If I understand your question correctly, then (1) yes, there are going to be lots of Zariski continuous maps that are not polynomial (although, if one asks that all higher products of the map preserve the Zariski topology on the corresponding sources and targets, this is a much stronger restriction, I think --- does anyone know the details?); and (2) the usual extra structure that one adds is the sheaf of regular functions on source and target; polynomial maps pullback regular functions on the target to regular functions on the source. Thus varieties are naturally thought of as being objects in the category of locally ringed spaces (i.e. spaces equipped with a certain structure sheaf of rings) rather than just in the category of topological spaces.


Just an easy remark. If $k = \mathbb{F}_q$ is the finite field with $q$ elements, then every function $k^n \to k$ is a polynomial map.
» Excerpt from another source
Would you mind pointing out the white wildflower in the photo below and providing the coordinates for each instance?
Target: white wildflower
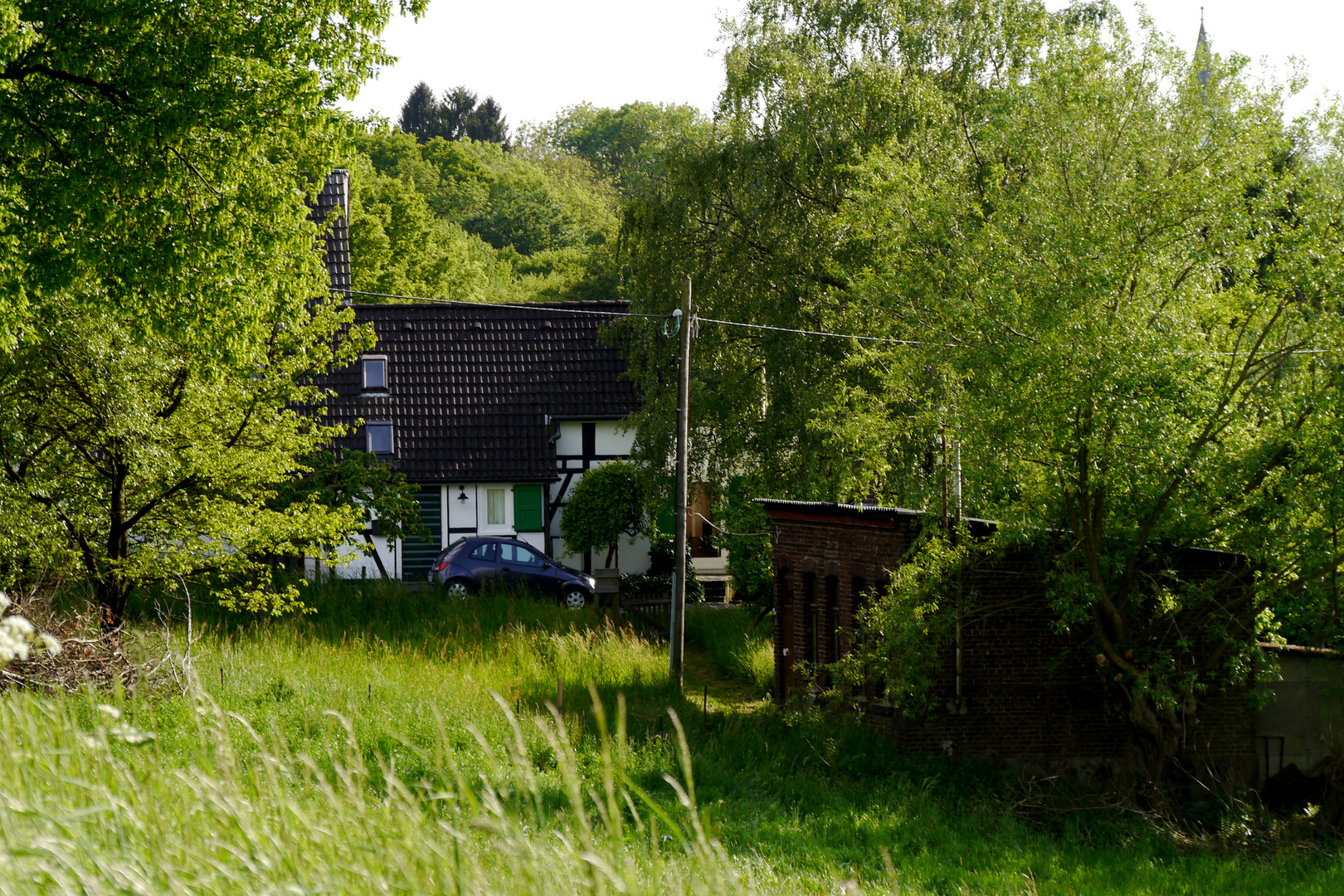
(15, 638)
In fact, for every point $p = (a_1, \dots, a_n) \in k^n$ consider the polynomial $$ f(x_1, \dots, x_n) = (-1)^n \prod_{i=1}^n \prod_{b \in \mathbb{F}_q \setminus \{ a_i \} } (x_i - b); $$ $f(p) = 1$ and $f$ is zero in $k^n \setminus \{ p \}$.


The complex conjugation $\bar \cdot : \Bbb C \to \Bbb C$ is a concrete example of a Zariski-continuous function that is not a polynomial function.

It is not a polynomial function because if it were, since this property is independent of the underlying topology, $\bar \cdot$ would also be a polynomial function in the transcendental topology (the "usual" topology on $\Bbb C$), therefore it would also be holomorphic - which it clearly is not, since it doesn't satisfy the Cauchy-Riemann relations.

To see that it is continuous, notice that if $Z = f^{-1}(\{0\})$ with $f \in \Bbb C[x]$, and if $\bar f$ is the polynomial obtained by conjugating the coefficients of $f$, then

$$\bar \cdot ^{-1} (Z) = \bar \cdot (Z) = \{ \bar x \in \Bbb C \mid f(x) = 0\} = \{ \bar x \in \Bbb C \mid \overline{f(x)} = 0\} = \{ \bar x \in \Bbb C \mid \bar f(\bar x) = 0\} = \\ \{ z \in \Bbb C \mid \bar f(z) = 0\} = \bar f ^{-1} (\{0\})$$

which is Zariski-closed.

If $C$ is an arbitrary Zariski-closed set, then there exist polynomials $f_1, \dots, f_k$ such that

$$C = f_1 ^{-1} (\{0\}) \cap \dots \cap f_k ^{-1} (\{0\}) ,$$

whence it follows that

$$\bar \cdot ^{-1} (C) = \bar \cdot ^{-1} \Big( f_1 ^{-1} (\{0\}) \cap \dots \cap f_k ^{-1} (\{0\}) \Big) = \bar f_1 ^{-1} (\{0\}) \cap \dots \cap \bar f_k ^{-1} (\{0\})$$ which, being an intersection of Zariski-closed sets, is itself Zariski-closed.

Since the preimage of every Zariski-closed set is Zariski-closed, it follows that $\bar \cdot$ is Zariski-continuous.